Esses dados fazem parte da segunda edição da Pesquisa Nascer no Brasil, um inquérito abrangente sobre parto e nascimento no país. O suplemento específico sobre o estado do Rio de Janeiro foi divulgado na quarta-feira (03) e inclui informações de 1923 mulheres atendidas em 29 maternidades, tanto públicas quanto privadas, em diferentes regiões do estado entre 2021 e 2023. As estatísticas nacionais serão apresentadas no próximo ano.

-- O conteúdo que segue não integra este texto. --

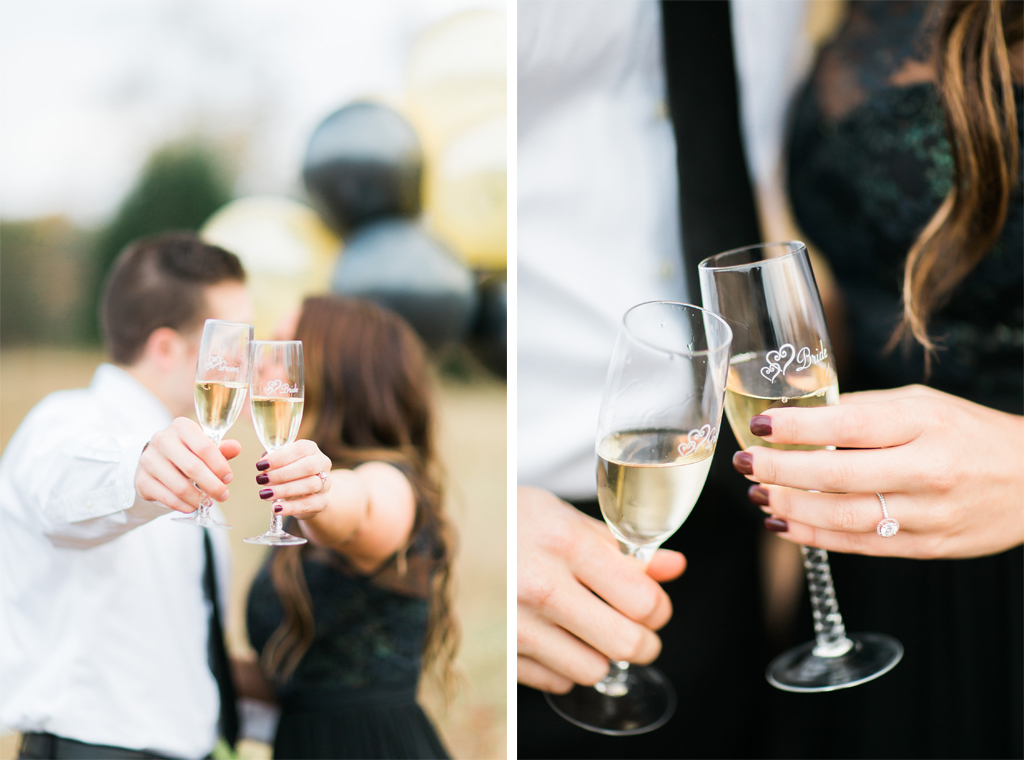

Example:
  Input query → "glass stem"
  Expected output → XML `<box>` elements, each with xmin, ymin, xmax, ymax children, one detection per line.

<box><xmin>270</xmin><ymin>512</ymin><xmax>285</xmax><ymax>533</ymax></box>
<box><xmin>594</xmin><ymin>541</ymin><xmax>657</xmax><ymax>696</ymax></box>
<box><xmin>193</xmin><ymin>432</ymin><xmax>220</xmax><ymax>520</ymax></box>
<box><xmin>800</xmin><ymin>546</ymin><xmax>853</xmax><ymax>658</ymax></box>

Entre as mulheres que relataram toques inadequados, a maioria afirmava que essas práticas ocorreram sem explicações ou consentimentos. Também foram comuns os relatos de exames vaginais realizados sem a devida privacidade. Com relação à negligência, muitas mulheres mencionaram longas esperas por atendimento e a sensação de estarem sendo ignoradas pela equipe médica. No que diz respeito ao abuso psicológico, destacou-se o fato de várias mulheres terem sido repreendidas ou terem recebido críticas dos profissionais de saúde.
O estudo também apontou que as mulheres mais jovens, adolescentes, assim como aquelas com baixa escolaridade e beneficiárias de programas sociais, foram as que mais relataram esse tipo de violência. Adicionalmente, as violências foram mais frequentes no setor público e durante partos vaginais, já que as mulheres ficam mais tempo sob cuidados da equipe de saúde.

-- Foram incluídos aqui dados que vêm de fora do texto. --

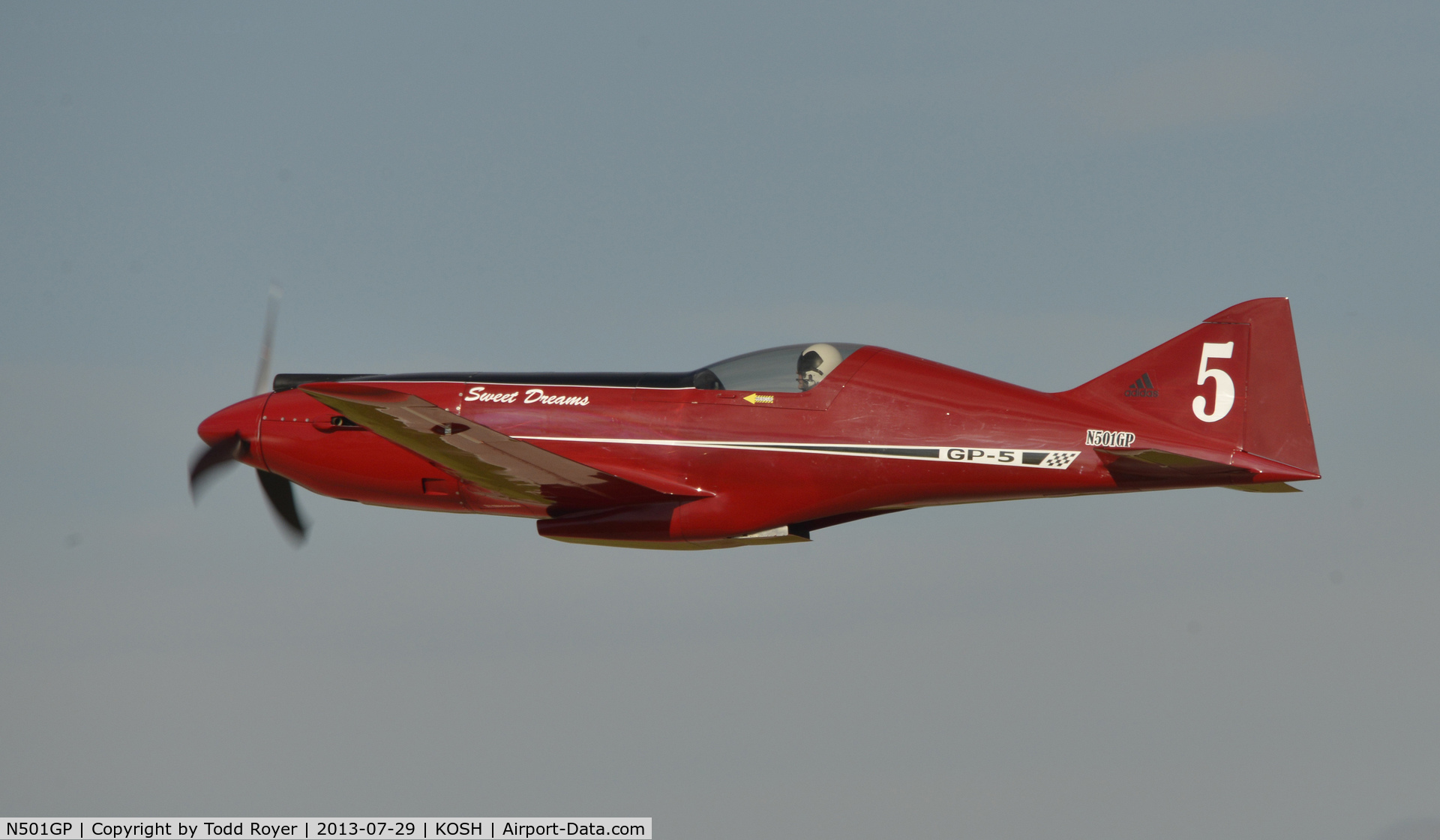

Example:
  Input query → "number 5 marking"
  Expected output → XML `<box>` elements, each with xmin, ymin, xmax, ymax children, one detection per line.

<box><xmin>1190</xmin><ymin>341</ymin><xmax>1235</xmax><ymax>424</ymax></box>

Outro dado alarmante é que 53 parturientes passaram pela manobra de Kristeller, um procedimento em que o profissional empurra ou se apoia sobre a gestante para acelerar o parto. Essa manobra é proibida por uma lei estadual desde 2016 e é desaconselhada pela Organização Mundial da Saúde e pelo Ministério da Saúde, devido aos riscos que representa para a mãe e o bebê.
Se os dados da pesquisa forem aplicados ao total de nascimentos no estado em 2022, estima-se que cerca de 5,6 mil mulheres tenham sofrido formas graves de violência física durante o parto no Rio de Janeiro.